Threshold ──► Higher (more permissive)
  • Fewer inputs flagged as harmful
  • Precision increases (fewer false positives)
  • Recall decreases (miss more real attacks)
  • Safety risk increases

Finding the right threshold is not a technical decision — it is a risk management decision that should involve product, security, and business stakeholders.

Scenario	Threshold Strategy	Target Metrics
Medical chatbot	Aggressive (low threshold)	Recall > 0.95, accept precision ~0.80
Financial advisor	Aggressive (low threshold)	Recall > 0.93, accept precision ~0.85
Customer support	Balanced	Precision ~0.90, recall ~0.88
Creative writing tool	Permissive (high threshold)	Precision > 0.95, accept recall ~0.75
Internal dev tool	Permissive (high threshold)	Precision > 0.97, accept recall ~0.70

False Positive Rate: The User Friction Metric

The false positive rate (FPR) directly measures user friction:

FPR = FP / (FP + TN)

FPR tells you what percentage of legitimate requests get incorrectly blocked. Even a small FPR creates significant friction at scale:

FPR	At 100K legitimate requests/day	Impact
0.1%	100 users blocked	Manageable — users retry and succeed
0.5%	500 users blocked	Noticeable — support tickets increase
1.0%	1,000 users blocked	Significant — user trust erodes
2.0%	2,000 users blocked	Severe — users seek alternatives
5.0%	5,000 users blocked	Critical — guardrail credibility destroyed

When FPR exceeds ~2%, something predictable happens: engineering teams start pushing to disable the guardrail because the user complaints outweigh the perceived security benefit. This is the paradox of overly aggressive guardrails — they get removed, leaving zero protection.

False Negative Rate: The Safety Gap Metric

The false negative rate (FNR) measures the safety gap:

FNR = FN / (FN + TP)

FNR tells you what percentage of actual attacks get through undetected. This is the critical risk metric — every false negative is a potential harm event.

Unlike false positives, false negatives are often invisible. A blocked user complains. An undetected attack may never be noticed until it causes harm. This asymmetry means FNR requires active measurement through labeled evaluation sets, red teaming, and anomaly detection.

Latency Percentiles

Guardrail latency directly impacts user experience. Report latency as percentiles, not averages — averages hide the long tail that real users experience.

Percentile	What It Measures	Why It Matters
p50 (median)	Typical user experience	Baseline performance
p95	Worst case for most users	Real user experience under load
p99	Worst case for high-traffic periods	Tail latency that triggers timeouts
p99.9	Extreme outliers	Identifies systematic issues (model cold starts, network retries)

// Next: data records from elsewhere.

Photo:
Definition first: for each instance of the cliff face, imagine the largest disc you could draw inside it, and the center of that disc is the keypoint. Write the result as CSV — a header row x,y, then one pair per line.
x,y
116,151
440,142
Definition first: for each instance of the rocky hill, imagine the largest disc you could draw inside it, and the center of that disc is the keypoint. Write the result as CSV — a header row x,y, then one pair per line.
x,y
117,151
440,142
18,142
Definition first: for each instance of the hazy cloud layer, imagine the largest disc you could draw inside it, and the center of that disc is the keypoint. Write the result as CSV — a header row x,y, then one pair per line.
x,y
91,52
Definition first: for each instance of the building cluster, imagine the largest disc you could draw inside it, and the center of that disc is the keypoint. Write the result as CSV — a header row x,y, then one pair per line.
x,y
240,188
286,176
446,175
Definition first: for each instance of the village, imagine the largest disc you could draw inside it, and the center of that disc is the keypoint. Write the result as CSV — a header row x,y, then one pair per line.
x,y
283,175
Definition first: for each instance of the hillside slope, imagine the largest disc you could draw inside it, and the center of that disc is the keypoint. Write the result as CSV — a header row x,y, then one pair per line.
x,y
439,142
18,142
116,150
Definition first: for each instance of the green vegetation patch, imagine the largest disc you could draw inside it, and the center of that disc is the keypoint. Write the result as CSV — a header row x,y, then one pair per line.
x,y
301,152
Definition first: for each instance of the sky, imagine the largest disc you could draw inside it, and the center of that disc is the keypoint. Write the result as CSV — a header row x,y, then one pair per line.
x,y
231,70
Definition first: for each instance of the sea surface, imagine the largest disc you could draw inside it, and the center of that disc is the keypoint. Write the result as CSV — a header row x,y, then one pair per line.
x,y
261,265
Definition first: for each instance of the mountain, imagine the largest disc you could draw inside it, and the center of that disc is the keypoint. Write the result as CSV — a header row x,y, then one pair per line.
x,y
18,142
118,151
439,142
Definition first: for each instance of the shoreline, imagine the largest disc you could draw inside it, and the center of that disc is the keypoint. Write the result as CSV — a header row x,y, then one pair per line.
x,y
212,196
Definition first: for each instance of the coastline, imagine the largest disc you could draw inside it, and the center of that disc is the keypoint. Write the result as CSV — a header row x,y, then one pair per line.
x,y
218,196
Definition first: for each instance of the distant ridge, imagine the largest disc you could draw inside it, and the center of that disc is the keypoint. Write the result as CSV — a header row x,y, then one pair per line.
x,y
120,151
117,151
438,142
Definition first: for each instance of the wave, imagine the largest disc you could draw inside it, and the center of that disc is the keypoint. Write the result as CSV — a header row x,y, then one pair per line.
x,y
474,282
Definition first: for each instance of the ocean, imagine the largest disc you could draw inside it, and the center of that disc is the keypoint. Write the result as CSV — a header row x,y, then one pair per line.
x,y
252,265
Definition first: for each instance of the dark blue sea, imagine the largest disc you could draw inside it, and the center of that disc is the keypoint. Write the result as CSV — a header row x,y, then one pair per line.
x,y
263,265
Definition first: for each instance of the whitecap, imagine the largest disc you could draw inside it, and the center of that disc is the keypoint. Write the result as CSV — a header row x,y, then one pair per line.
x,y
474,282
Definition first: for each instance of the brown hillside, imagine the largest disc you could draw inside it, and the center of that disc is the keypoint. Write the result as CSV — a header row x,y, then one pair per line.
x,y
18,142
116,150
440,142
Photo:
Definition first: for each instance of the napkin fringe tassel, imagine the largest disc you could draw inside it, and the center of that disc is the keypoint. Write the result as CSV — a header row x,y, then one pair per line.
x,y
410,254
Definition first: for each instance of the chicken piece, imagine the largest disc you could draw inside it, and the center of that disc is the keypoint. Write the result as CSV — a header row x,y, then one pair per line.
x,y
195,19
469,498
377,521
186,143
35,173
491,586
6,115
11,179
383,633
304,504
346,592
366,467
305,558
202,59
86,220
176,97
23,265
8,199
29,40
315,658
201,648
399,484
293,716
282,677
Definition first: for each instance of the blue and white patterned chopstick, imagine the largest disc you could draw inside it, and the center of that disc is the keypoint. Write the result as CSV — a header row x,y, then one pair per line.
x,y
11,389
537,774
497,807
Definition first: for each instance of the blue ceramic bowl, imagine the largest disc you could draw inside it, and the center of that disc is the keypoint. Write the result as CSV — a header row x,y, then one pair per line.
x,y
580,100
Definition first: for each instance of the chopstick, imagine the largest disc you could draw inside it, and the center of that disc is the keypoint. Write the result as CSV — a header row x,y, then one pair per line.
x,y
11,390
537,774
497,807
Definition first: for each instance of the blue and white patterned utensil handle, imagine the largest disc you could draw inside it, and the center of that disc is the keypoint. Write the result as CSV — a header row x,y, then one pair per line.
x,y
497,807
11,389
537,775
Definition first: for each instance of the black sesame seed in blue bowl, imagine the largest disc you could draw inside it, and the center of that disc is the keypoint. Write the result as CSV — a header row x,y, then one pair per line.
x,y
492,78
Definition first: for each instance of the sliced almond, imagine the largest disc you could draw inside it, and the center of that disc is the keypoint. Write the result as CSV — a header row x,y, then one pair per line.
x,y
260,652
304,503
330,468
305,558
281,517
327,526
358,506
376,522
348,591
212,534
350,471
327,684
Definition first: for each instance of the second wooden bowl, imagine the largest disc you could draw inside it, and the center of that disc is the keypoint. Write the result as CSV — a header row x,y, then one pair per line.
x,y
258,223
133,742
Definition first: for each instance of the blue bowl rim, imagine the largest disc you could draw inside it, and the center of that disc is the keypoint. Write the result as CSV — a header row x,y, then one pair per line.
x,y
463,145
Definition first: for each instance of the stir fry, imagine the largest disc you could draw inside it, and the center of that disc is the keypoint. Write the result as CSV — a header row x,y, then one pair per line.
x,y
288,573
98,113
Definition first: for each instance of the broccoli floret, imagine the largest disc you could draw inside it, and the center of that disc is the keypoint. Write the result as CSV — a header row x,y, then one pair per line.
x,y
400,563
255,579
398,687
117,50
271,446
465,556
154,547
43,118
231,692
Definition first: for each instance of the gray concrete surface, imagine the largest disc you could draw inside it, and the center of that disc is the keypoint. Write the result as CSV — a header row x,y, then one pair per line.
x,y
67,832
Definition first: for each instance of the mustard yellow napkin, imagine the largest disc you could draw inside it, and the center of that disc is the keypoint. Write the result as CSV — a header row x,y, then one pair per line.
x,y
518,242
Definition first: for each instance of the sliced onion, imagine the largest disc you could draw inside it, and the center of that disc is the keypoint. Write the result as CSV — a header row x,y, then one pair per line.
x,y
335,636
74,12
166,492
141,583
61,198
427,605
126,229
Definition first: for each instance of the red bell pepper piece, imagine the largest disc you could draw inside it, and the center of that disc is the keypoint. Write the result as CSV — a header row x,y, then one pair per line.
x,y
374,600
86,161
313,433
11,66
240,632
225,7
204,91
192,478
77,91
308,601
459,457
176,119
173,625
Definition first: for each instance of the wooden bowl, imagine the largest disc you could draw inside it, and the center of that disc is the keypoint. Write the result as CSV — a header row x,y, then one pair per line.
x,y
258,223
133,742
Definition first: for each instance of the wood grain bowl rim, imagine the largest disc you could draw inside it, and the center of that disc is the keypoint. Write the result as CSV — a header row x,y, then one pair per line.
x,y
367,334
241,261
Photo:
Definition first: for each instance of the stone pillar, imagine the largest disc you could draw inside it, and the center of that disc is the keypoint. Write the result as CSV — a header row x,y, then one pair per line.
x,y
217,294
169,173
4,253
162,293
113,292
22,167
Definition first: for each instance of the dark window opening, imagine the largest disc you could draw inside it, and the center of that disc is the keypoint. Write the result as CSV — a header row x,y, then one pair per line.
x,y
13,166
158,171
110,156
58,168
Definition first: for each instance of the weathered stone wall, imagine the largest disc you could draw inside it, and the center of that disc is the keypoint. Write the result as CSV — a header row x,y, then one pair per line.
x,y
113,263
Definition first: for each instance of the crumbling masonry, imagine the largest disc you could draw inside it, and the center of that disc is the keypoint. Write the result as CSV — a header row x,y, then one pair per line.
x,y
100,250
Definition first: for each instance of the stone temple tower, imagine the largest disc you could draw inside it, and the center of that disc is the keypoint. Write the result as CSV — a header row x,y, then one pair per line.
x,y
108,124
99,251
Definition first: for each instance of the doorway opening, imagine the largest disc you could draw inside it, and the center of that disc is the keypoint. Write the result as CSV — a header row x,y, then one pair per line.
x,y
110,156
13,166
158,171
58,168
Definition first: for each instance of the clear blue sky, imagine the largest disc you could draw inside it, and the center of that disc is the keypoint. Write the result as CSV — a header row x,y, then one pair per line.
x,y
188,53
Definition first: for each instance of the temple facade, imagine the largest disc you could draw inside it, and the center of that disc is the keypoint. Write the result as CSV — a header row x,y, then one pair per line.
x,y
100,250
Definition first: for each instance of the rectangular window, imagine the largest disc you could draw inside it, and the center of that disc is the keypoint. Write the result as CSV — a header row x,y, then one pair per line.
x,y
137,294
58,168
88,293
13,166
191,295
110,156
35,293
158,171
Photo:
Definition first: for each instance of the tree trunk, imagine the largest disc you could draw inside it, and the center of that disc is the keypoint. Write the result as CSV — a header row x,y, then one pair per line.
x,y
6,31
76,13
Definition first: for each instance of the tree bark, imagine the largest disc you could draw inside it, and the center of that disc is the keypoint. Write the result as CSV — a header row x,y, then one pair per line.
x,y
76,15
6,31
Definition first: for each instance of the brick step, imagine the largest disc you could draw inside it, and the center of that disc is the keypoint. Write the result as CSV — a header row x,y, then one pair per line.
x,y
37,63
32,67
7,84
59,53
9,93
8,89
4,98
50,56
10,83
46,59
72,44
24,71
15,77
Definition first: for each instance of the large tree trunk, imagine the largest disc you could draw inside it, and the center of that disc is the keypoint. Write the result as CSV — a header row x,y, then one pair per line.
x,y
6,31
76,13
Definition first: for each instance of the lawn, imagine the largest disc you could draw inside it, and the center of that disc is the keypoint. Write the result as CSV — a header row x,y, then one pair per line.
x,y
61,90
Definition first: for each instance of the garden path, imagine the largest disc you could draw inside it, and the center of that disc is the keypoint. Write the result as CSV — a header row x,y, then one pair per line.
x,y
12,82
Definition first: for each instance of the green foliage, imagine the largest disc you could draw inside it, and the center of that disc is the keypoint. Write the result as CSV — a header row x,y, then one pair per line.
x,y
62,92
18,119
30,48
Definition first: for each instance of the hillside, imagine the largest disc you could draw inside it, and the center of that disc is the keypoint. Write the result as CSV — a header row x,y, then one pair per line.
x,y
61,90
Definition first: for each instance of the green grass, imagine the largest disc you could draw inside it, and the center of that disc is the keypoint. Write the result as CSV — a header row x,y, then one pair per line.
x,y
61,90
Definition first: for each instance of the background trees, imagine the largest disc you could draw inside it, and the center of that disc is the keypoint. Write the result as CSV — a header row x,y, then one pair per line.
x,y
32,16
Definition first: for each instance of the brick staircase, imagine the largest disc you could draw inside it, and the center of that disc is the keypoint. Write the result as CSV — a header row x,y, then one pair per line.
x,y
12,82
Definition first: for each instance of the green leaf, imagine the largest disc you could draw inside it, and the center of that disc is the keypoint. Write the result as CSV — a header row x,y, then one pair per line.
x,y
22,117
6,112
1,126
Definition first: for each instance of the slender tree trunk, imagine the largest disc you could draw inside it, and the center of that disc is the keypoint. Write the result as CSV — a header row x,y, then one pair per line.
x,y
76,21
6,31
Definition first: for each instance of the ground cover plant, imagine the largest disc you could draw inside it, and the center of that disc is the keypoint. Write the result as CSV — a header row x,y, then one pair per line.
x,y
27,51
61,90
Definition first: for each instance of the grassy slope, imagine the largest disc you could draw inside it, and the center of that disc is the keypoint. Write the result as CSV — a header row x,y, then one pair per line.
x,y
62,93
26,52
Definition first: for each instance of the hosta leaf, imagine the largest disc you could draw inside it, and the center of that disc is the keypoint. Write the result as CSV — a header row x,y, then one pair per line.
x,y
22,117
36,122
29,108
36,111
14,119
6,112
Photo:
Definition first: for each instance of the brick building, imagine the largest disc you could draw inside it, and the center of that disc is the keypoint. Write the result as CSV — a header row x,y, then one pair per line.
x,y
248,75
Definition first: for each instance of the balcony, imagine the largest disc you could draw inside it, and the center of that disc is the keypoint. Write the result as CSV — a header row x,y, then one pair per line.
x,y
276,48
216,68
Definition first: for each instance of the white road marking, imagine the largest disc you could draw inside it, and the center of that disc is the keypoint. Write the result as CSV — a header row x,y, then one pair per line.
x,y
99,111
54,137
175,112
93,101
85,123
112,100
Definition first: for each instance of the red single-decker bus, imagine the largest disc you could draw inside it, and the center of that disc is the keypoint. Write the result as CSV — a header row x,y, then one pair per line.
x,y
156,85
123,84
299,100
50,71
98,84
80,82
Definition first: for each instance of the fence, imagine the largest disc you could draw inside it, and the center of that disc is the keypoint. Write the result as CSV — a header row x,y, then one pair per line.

Target ranges for guardrail processing latency:

Guardrail Type	p50 Target	p95 Target	p99 Target
Rule-based	< 1ms	< 5ms	< 10ms
ML classifier	< 30ms	< 80ms	< 150ms
Embedding similarity	< 20ms	< 50ms	< 100ms
LLM-as-judge	< 500ms	< 1500ms	< 3000ms
Full pipeline	< 100ms	< 300ms	< 500ms

Cost Per Evaluation

Guardrail cost is rarely measured but always relevant. As request volume scales, guardrail cost can become a significant line item.

def calculate_guardrail_cost(
    daily_requests: int,
    pipeline_cost_per_eval: float,
    monthly_fixed_costs: float,
) -> dict:
    """Calculate monthly guardrail operating costs."""
    monthly_requests = daily_requests * 30
    variable_cost = monthly_requests * pipeline_cost_per_eval
    total_cost = variable_cost + monthly_fixed_costs
    cost_per_thousand = (total_cost / monthly_requests) * 1000

    return {
        "monthly_requests": monthly_requests,
        "variable_cost": variable_cost,
        "fixed_costs": monthly_fixed_costs,
        "total_monthly": total_cost,
        "cost_per_1k_requests": cost_per_thousand,
    }

Pipeline Configuration	Cost per Eval	At 1M requests/day	Monthly Cost
Rules only	~$0.000001	$0.03/day	~$1
Rules + ML classifier	~$0.001	$1,000/day	~$30,000
Rules + ML + embeddings	~$0.002	$2,000/day	~$60,000
Full pipeline (w/ LLM judge)	~$0.01–0.05	$10K–50K/day	~$300K–1.5M

The key cost optimization: use the layered pipeline pattern from Section 4.1 to ensure the expensive LLM-as-judge stage only runs on the small fraction of inputs that pass cheaper stages.

Coverage Metrics

Coverage measures what percentage of inputs and outputs actually pass through your guardrail system:

Coverage Type	What It Measures	Target
Input coverage	% of user inputs checked before reaching the model	100% for production systems
Output coverage	% of model outputs checked before reaching the user	100% for user-facing systems
Endpoint coverage	% of AI endpoints protected by guardrails	100% — unprotected endpoints are unguarded attack surface
Policy coverage	% of defined policies that have active guardrail enforcement	Track and increase over time
Attack category coverage	% of known attack categories with active detection	Inventory from Section 5.1

Coverage less than 100% on input or output means some traffic bypasses your guardrails entirely — through unprotected endpoints, code paths that skip the guardrail middleware, or batch processing jobs that don’t invoke the pipeline.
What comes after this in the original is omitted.